01/03/2018 Posted by IAPF

From 2022, employees without private pensions will be enrolled automatically in a retirement savings scheme in order to address the massive pensions deficit looming over the country.

Those who do not want to avail of the scheme will have to opt out, it was confirmed.

Also planned is a move to a “total contributions approach” for the State (contributory) pension from 2020, replacing the controversial “yearly average” approach.

Revealing the most radical plans in decades, Social Protection Minister Regina Doherty said it was “increasingly clear that people in the private sector are not saving enough, or at all” for their retirement.

The plans will see all private sector workers over a certain age and income level automatically signed up for a pension into which the employee, the employer, and the State will contribute.

From 2020, the Government will reform the State contributory pension so that entitlement is based on the total number of PRSI contributions made over a person’s working life.

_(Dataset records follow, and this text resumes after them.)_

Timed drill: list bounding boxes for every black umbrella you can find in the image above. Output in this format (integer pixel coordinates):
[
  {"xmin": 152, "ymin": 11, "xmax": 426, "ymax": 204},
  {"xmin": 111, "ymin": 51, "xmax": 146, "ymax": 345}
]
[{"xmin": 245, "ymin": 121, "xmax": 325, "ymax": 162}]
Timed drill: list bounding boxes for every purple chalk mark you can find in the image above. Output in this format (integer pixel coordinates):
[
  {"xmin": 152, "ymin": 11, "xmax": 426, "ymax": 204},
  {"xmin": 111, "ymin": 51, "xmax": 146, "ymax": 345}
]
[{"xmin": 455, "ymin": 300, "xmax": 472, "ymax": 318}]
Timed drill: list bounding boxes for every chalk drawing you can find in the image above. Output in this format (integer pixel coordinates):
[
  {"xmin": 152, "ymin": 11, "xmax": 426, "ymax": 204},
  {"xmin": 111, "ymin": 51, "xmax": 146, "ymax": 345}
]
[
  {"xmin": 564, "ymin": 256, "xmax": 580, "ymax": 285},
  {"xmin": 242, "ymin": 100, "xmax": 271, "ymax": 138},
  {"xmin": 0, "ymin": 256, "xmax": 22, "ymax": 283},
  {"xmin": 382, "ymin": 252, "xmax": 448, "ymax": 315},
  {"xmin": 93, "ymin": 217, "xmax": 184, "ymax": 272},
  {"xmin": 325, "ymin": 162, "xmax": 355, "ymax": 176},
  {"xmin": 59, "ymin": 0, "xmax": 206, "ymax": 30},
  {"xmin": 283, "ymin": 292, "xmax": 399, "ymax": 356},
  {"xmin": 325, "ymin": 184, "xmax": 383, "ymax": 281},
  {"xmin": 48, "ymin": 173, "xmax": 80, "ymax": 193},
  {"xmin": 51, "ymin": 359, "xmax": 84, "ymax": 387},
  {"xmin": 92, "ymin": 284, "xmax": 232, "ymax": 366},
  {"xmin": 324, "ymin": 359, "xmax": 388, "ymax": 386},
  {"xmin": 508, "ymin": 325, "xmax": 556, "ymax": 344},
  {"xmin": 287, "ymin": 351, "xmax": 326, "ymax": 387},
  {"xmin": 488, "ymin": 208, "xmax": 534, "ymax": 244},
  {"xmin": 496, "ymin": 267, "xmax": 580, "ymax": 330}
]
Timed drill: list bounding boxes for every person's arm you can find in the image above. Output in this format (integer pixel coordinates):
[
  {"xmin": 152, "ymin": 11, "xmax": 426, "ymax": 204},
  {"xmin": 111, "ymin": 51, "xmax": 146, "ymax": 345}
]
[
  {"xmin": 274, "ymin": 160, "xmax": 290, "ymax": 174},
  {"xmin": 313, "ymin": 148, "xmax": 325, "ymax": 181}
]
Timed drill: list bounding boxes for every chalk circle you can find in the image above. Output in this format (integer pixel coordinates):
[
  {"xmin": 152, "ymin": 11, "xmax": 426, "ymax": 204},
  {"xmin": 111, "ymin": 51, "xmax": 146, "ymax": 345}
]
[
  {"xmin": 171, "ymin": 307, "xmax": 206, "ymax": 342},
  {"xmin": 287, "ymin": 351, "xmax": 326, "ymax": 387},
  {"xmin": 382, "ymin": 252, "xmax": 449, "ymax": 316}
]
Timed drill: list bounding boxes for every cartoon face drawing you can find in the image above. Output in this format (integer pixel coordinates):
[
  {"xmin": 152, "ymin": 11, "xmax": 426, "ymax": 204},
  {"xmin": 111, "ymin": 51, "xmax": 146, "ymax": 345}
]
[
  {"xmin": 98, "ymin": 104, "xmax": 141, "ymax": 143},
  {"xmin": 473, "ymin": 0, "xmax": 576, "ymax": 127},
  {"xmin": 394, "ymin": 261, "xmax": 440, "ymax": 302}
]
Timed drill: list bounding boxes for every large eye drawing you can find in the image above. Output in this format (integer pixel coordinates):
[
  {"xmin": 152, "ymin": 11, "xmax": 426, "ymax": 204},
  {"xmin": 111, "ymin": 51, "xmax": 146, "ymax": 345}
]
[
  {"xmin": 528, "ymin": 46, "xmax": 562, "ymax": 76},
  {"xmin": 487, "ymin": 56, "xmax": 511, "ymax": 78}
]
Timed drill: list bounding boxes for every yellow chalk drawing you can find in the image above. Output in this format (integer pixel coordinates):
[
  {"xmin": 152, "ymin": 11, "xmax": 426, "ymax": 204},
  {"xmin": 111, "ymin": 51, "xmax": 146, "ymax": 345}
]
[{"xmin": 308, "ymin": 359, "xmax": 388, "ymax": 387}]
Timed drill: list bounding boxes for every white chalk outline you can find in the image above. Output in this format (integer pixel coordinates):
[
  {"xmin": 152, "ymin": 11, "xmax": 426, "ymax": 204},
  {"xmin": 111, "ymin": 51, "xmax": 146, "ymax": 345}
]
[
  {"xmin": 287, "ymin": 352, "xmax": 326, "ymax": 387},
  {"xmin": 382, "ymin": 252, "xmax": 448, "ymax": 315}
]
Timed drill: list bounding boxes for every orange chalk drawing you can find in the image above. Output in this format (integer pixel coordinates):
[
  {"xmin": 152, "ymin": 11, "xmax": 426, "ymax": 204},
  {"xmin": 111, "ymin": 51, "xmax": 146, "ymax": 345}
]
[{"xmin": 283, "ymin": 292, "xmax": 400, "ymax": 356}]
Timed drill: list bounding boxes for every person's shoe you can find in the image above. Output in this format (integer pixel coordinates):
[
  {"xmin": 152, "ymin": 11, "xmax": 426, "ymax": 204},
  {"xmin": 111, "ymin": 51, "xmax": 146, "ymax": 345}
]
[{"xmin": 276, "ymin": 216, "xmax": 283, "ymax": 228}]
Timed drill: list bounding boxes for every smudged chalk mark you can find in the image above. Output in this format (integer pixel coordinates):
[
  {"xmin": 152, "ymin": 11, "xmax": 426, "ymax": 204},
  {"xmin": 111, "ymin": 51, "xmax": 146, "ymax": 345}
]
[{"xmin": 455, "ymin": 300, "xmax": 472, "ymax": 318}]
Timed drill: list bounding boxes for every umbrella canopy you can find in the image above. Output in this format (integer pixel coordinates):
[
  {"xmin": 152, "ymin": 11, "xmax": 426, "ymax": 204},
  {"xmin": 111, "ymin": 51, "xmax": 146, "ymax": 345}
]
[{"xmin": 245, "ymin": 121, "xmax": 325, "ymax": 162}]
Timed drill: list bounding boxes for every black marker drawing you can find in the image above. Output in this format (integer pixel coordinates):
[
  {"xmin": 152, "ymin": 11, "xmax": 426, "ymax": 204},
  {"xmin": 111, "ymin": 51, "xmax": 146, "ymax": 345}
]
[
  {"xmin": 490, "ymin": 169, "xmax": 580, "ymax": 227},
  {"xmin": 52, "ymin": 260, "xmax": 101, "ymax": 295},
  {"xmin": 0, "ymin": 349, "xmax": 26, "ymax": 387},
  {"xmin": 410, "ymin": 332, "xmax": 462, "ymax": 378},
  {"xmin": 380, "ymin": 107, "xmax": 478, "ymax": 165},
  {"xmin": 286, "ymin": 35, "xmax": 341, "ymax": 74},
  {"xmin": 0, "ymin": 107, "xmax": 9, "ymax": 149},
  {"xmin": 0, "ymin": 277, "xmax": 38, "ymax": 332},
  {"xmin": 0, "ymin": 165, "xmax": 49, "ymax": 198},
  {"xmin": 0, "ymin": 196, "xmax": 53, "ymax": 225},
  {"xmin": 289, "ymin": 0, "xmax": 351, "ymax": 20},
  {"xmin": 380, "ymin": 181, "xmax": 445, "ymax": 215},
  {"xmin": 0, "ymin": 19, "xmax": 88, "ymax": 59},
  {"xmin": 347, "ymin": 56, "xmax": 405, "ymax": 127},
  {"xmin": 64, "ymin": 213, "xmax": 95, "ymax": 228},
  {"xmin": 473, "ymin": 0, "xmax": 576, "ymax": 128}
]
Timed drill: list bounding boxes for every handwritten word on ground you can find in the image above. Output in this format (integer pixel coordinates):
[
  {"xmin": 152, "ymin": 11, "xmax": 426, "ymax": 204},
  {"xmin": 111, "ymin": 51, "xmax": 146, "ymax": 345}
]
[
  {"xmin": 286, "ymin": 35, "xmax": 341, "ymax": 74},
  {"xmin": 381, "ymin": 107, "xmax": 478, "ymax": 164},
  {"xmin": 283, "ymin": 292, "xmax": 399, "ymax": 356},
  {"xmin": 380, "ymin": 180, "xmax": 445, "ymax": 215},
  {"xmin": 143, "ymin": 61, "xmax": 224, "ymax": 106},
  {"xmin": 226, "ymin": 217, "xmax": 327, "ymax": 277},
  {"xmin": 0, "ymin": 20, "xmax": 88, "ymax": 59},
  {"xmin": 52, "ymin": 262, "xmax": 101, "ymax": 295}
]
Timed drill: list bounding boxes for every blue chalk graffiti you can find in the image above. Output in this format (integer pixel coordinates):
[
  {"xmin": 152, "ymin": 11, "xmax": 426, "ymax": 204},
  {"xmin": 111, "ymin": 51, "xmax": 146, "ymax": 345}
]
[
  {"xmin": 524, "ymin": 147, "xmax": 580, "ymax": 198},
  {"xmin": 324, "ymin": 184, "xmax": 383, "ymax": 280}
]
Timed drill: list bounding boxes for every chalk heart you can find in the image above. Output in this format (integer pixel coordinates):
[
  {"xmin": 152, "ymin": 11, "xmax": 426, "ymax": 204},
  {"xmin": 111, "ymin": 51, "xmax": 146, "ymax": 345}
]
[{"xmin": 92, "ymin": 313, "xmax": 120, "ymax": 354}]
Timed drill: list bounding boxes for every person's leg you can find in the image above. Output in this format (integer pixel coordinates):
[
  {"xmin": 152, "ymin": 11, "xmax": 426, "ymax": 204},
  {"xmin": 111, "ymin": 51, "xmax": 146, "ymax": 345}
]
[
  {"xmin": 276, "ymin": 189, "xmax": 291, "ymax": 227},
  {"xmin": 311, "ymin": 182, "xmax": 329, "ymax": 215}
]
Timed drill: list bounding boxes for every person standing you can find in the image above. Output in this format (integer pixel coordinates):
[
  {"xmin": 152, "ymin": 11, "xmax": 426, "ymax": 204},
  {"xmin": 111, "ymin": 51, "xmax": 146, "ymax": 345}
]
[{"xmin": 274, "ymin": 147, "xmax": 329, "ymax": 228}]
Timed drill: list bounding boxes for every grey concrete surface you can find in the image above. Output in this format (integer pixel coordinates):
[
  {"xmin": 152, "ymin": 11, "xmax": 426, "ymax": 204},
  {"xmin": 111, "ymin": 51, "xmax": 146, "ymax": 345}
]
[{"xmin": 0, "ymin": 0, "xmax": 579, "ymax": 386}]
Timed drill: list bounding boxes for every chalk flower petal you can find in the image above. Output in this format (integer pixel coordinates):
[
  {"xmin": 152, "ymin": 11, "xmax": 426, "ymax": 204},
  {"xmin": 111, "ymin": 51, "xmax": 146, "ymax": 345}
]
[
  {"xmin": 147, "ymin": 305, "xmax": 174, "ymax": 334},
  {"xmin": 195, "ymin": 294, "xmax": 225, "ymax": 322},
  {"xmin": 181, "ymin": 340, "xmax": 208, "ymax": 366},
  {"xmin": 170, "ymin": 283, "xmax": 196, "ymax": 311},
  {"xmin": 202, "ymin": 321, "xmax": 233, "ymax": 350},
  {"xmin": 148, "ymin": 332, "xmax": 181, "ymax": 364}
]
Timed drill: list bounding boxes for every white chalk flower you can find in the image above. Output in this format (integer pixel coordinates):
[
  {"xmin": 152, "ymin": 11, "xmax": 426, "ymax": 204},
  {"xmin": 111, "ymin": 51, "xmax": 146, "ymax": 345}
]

The Government also proposes to link future increases in the State pension to inflation to ensure it continues to be paid at a rate of 34% of average earnings as well as allowing people to work longer — deferring their State pension in return for a larger payment later in life.

Further increases in the State pension age before 2035 have been ruled out, meaning that people will be eligible for the State pension at age 66 up to 2021, 67 from 2021 to 2028 and 68 from 2028 onwards.

Taoiseach Leo Varadkar said: “Thankfully we are all living longer... This is a very welcome development. Nonetheless, a population that is living longer brings with it its own policy challenges.

“It is important and timely that we now move to establish a more equitable and transparent State pension system,” he added.

Jerry Moriarty, chief executive of the Irish Association of Pension Funds (IAPF), said the changes to the system have been long called for.

“The pensions community has been crying out for a simplification of pension and tax rules for some time. There are currently too many rules which confuse and frustrate those attempting to save for retirement,” he said.

“We are hopeful that these reforms will deal with much of this unnecessary complexity.”

The change from defined benefit to defined contribution schemes has placed a lot of responsibility on individuals, so it’s important that they can easily understand the decisions that they need to make, he added.